Research Guides: Text &amp; Data Mining: Understanding Text and Data Mining

Welcome

This guide is intended to help you get started identifying some basic tools and methods to approach a research question using text and data mining (TDM). For further guidance on using TDM, please reach out to us.

Definitions

Text and data mining (TDM) is an umbrella term to describe a broad array of methods, tools, and approaches to scholarship that involve applying computational methods to large bodies of (often unstructured) text.

TDM approaches are increasingly popular in an era of large-scale digitization efforts. The rapid growth of digital platforms for publication and social media have created massive corpora of textual data that is often easily accessible to anyone with internet access.

Researchers in diverse fields use TDM to gain insights from looking at long periods of time or across vast collections that would be nearly impossible with reading and examination in the traditional way.

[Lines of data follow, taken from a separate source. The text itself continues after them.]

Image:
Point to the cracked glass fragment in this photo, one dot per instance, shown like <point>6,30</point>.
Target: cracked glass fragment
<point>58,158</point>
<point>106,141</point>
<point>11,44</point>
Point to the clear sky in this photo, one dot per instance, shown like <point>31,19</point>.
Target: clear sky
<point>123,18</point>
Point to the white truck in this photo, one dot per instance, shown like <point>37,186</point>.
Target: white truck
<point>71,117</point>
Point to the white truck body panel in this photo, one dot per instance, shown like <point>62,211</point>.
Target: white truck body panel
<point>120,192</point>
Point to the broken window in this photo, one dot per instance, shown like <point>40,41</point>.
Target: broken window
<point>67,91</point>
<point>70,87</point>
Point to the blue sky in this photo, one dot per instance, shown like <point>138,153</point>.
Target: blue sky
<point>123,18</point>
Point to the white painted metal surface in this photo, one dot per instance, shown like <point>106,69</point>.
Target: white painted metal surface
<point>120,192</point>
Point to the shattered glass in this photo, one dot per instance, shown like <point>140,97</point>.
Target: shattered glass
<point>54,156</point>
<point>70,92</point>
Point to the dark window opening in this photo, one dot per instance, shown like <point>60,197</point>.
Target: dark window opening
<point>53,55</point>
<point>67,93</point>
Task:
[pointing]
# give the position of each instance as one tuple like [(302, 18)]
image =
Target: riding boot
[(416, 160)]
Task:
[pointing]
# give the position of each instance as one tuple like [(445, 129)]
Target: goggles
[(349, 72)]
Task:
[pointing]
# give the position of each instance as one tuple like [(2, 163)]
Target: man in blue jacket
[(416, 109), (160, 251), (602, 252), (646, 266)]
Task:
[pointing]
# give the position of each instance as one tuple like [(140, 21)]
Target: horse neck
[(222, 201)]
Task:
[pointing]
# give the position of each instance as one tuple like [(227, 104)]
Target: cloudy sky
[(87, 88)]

Quantifying the text elements, and developing analytical tools to count and visualize the terms of interest have opened up huge new bodies of scholarship in fields such as the digital humanities.

Cautions, critiques, and questions

Since TDM involves manipulations of published text that may be protected by copyright, it's important to make sure you understand the legal restrictions around the data you are working with before getting started. This can often be a complicated question. We've included some good resources here, and are happy to meet with you individually to consult on your particular project (though we cannot offer legal advice).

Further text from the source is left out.